The characteristics of the communication structure of the “micro era” have become the most important communication method in the information society [19]. The emergence of new media has a direct impact on the teaching mode, learning methods, and teaching methods, as well as the feelings and experiences of practical links in the education classroom from the perspective of concepts and methods [20]. Therefore, great changes have taken place and will continue to improve and innovate with the technical requirements of the new era. The rapid development of media technology has accelerated the trend of media integration, and traditional media is rapidly transforming into digital media. Entering a new era, virtual reality technology and artificial intelligence have begun to promote a new round of technological revolution [21]. Under the new situation, higher education needs to cultivate compound innovative talents who meet the diverse needs of society. Since its establishment in 2006, the Department of Digital Media Technology of Central China Normal University has carried out three reforms and innovations around talent training and teaching models to meet the new demands of the times for digital media talents. In the theory of “teaching and learning”, Ausubel, an American constructivist educator, put forward the teaching mode of “taking skill training as the core, establishing project oriented, and task driven” [22]. However, current research shows that there are generally obvious differences in the application level of teachers’ digital educational resources. Due to the lack of teachers’ own application ability, the use of existing infrastructure and high-quality digital resources to develop educational and teaching activities has not achieved good results [23]. Therefore, it is necessary to understand the current level of teachers’ informatization application, especially the relevant influencing factors of their ability to apply digital educational resources, and to explore how to predict the application status of teachers in the region, so as to provide interventions to improve the professional development of teachers’ digital resources and solve the application of inter-regional resources [24]. Differences need to be considered. Therefore, based on machine learning, this paper mainly analyzes new educational concepts and the ability of teachers to apply digital educational resources in digital educational media.

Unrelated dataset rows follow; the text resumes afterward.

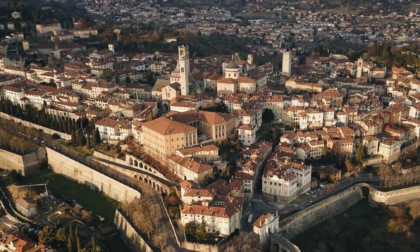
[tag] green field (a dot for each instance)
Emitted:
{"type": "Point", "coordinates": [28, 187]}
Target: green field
{"type": "Point", "coordinates": [94, 201]}
{"type": "Point", "coordinates": [359, 228]}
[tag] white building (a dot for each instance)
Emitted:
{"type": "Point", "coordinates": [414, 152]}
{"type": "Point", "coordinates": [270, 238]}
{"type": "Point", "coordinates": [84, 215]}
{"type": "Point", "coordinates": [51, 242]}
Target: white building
{"type": "Point", "coordinates": [266, 224]}
{"type": "Point", "coordinates": [287, 64]}
{"type": "Point", "coordinates": [113, 129]}
{"type": "Point", "coordinates": [284, 181]}
{"type": "Point", "coordinates": [390, 150]}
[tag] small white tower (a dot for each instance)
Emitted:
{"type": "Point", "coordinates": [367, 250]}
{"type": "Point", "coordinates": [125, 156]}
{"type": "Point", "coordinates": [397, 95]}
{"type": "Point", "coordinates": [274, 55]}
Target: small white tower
{"type": "Point", "coordinates": [111, 47]}
{"type": "Point", "coordinates": [359, 68]}
{"type": "Point", "coordinates": [184, 69]}
{"type": "Point", "coordinates": [250, 59]}
{"type": "Point", "coordinates": [287, 63]}
{"type": "Point", "coordinates": [232, 69]}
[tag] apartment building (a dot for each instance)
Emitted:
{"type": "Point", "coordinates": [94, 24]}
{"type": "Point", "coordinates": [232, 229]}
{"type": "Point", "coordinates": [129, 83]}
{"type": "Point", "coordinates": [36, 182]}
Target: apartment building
{"type": "Point", "coordinates": [162, 137]}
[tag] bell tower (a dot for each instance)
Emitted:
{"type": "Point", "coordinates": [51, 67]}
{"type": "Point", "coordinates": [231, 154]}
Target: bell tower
{"type": "Point", "coordinates": [359, 68]}
{"type": "Point", "coordinates": [184, 69]}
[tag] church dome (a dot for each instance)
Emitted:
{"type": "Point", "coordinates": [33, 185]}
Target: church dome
{"type": "Point", "coordinates": [232, 65]}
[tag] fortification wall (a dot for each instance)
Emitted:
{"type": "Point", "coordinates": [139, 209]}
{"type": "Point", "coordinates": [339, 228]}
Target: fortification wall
{"type": "Point", "coordinates": [319, 212]}
{"type": "Point", "coordinates": [161, 186]}
{"type": "Point", "coordinates": [336, 204]}
{"type": "Point", "coordinates": [68, 167]}
{"type": "Point", "coordinates": [23, 164]}
{"type": "Point", "coordinates": [36, 126]}
{"type": "Point", "coordinates": [129, 234]}
{"type": "Point", "coordinates": [396, 196]}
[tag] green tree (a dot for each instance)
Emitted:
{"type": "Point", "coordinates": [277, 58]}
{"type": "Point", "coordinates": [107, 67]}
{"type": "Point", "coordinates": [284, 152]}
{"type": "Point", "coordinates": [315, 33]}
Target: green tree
{"type": "Point", "coordinates": [60, 235]}
{"type": "Point", "coordinates": [190, 228]}
{"type": "Point", "coordinates": [268, 116]}
{"type": "Point", "coordinates": [73, 138]}
{"type": "Point", "coordinates": [349, 165]}
{"type": "Point", "coordinates": [359, 156]}
{"type": "Point", "coordinates": [78, 246]}
{"type": "Point", "coordinates": [201, 231]}
{"type": "Point", "coordinates": [46, 235]}
{"type": "Point", "coordinates": [69, 243]}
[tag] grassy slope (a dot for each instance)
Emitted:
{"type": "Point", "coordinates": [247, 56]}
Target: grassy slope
{"type": "Point", "coordinates": [93, 201]}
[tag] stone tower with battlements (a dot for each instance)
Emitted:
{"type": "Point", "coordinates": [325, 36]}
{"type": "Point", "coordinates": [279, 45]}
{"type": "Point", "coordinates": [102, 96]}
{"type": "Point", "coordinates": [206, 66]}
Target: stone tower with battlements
{"type": "Point", "coordinates": [184, 69]}
{"type": "Point", "coordinates": [287, 63]}
{"type": "Point", "coordinates": [359, 68]}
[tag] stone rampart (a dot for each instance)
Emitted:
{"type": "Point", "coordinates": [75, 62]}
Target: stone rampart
{"type": "Point", "coordinates": [199, 247]}
{"type": "Point", "coordinates": [24, 164]}
{"type": "Point", "coordinates": [319, 212]}
{"type": "Point", "coordinates": [36, 126]}
{"type": "Point", "coordinates": [70, 168]}
{"type": "Point", "coordinates": [395, 196]}
{"type": "Point", "coordinates": [158, 184]}
{"type": "Point", "coordinates": [336, 204]}
{"type": "Point", "coordinates": [129, 234]}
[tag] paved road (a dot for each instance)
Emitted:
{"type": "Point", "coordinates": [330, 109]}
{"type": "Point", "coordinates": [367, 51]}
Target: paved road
{"type": "Point", "coordinates": [258, 206]}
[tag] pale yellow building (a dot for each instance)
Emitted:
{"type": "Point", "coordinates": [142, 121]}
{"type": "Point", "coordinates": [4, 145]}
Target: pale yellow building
{"type": "Point", "coordinates": [162, 137]}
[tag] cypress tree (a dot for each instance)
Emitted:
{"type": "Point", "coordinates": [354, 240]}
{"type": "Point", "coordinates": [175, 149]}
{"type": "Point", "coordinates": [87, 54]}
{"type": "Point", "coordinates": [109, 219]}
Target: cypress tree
{"type": "Point", "coordinates": [79, 249]}
{"type": "Point", "coordinates": [69, 244]}
{"type": "Point", "coordinates": [73, 138]}
{"type": "Point", "coordinates": [88, 141]}
{"type": "Point", "coordinates": [69, 126]}
{"type": "Point", "coordinates": [93, 244]}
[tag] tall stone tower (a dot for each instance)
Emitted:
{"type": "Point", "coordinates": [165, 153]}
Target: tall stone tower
{"type": "Point", "coordinates": [111, 47]}
{"type": "Point", "coordinates": [184, 69]}
{"type": "Point", "coordinates": [287, 63]}
{"type": "Point", "coordinates": [359, 68]}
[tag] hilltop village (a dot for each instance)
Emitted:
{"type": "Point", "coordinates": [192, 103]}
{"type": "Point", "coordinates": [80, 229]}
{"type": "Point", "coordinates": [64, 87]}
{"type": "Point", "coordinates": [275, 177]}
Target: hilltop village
{"type": "Point", "coordinates": [222, 128]}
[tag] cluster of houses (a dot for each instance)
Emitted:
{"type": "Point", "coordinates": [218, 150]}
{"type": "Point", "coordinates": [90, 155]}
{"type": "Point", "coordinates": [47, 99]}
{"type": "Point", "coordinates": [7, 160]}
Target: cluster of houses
{"type": "Point", "coordinates": [319, 112]}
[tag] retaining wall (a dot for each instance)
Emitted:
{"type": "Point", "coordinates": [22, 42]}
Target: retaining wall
{"type": "Point", "coordinates": [24, 164]}
{"type": "Point", "coordinates": [336, 204]}
{"type": "Point", "coordinates": [68, 167]}
{"type": "Point", "coordinates": [36, 126]}
{"type": "Point", "coordinates": [129, 234]}
{"type": "Point", "coordinates": [396, 196]}
{"type": "Point", "coordinates": [319, 212]}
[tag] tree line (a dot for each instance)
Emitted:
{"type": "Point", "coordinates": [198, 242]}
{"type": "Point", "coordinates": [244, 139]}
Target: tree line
{"type": "Point", "coordinates": [82, 130]}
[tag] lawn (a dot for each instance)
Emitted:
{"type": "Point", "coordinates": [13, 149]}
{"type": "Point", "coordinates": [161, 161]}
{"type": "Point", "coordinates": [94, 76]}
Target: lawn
{"type": "Point", "coordinates": [359, 228]}
{"type": "Point", "coordinates": [94, 201]}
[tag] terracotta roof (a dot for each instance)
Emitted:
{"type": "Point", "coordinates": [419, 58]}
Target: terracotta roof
{"type": "Point", "coordinates": [261, 220]}
{"type": "Point", "coordinates": [166, 126]}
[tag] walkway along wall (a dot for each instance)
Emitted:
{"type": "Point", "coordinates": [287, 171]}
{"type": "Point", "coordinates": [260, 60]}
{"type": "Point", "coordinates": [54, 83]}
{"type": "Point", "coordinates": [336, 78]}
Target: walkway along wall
{"type": "Point", "coordinates": [24, 164]}
{"type": "Point", "coordinates": [157, 183]}
{"type": "Point", "coordinates": [70, 168]}
{"type": "Point", "coordinates": [336, 204]}
{"type": "Point", "coordinates": [129, 234]}
{"type": "Point", "coordinates": [36, 126]}
{"type": "Point", "coordinates": [319, 212]}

Existing studies have shown that teachers will encounter two types of resistance in integrating information technology into teaching, namely, external resistance and internal resistance. In the context of using information technology to support teaching, external resistance is the external factor affecting teachers’ behavior, such as Internet access, preparation of information technology equipment, bandwidth, technology-related training, and other external environmental factors. When the external resistance is removed, teachers will not consciously integrate information technology into teaching to improve the effect of meaningful teaching. This is because factors related to teachers’ teaching ideas and knowledge status, such as teachers’ attitude towards using information technology, self-efficacy, intention, and other internal resistance, will become the second obstacle affecting teachers’ teaching behavior, and these obstacles are called internal resistance.

2. Materials and Methods

2.1. Development of New Educational Concepts in China

The so-called digital media education refers to the use of multimedia and network technology to digitize the main information resources of schools and to achieve digital information management and communication, so as to form a highly information-based talent training environment. Chinese modern education started in the early 20th century. After more than 100 years of development, it has cultivated a large number of talents for social development and national construction. However, due to the special and complex national conditions and historical and social reasons in China since modern times, even though some areas have made attempts to reform and innovate education, the current primary and secondary education model is still relatively traditional exam-oriented education, and the education level is relatively backward. This leads to some common problems in the stage of compulsory education. For example, the main body of teaching behavior is still teachers, and most of them are the previous teaching mode of cramming, which often ignores the cultivation of students’ self-thinking and self-innovation ability. Teaching evaluation is still based on students’ test scores, and the evaluation of students is also based on test scores. Therefore, the traditional teaching mode and concept seriously restrict the development of education in our country, and students’ collaboration ability, innovation ability, learning ability, and moral quality cannot be developed as they should.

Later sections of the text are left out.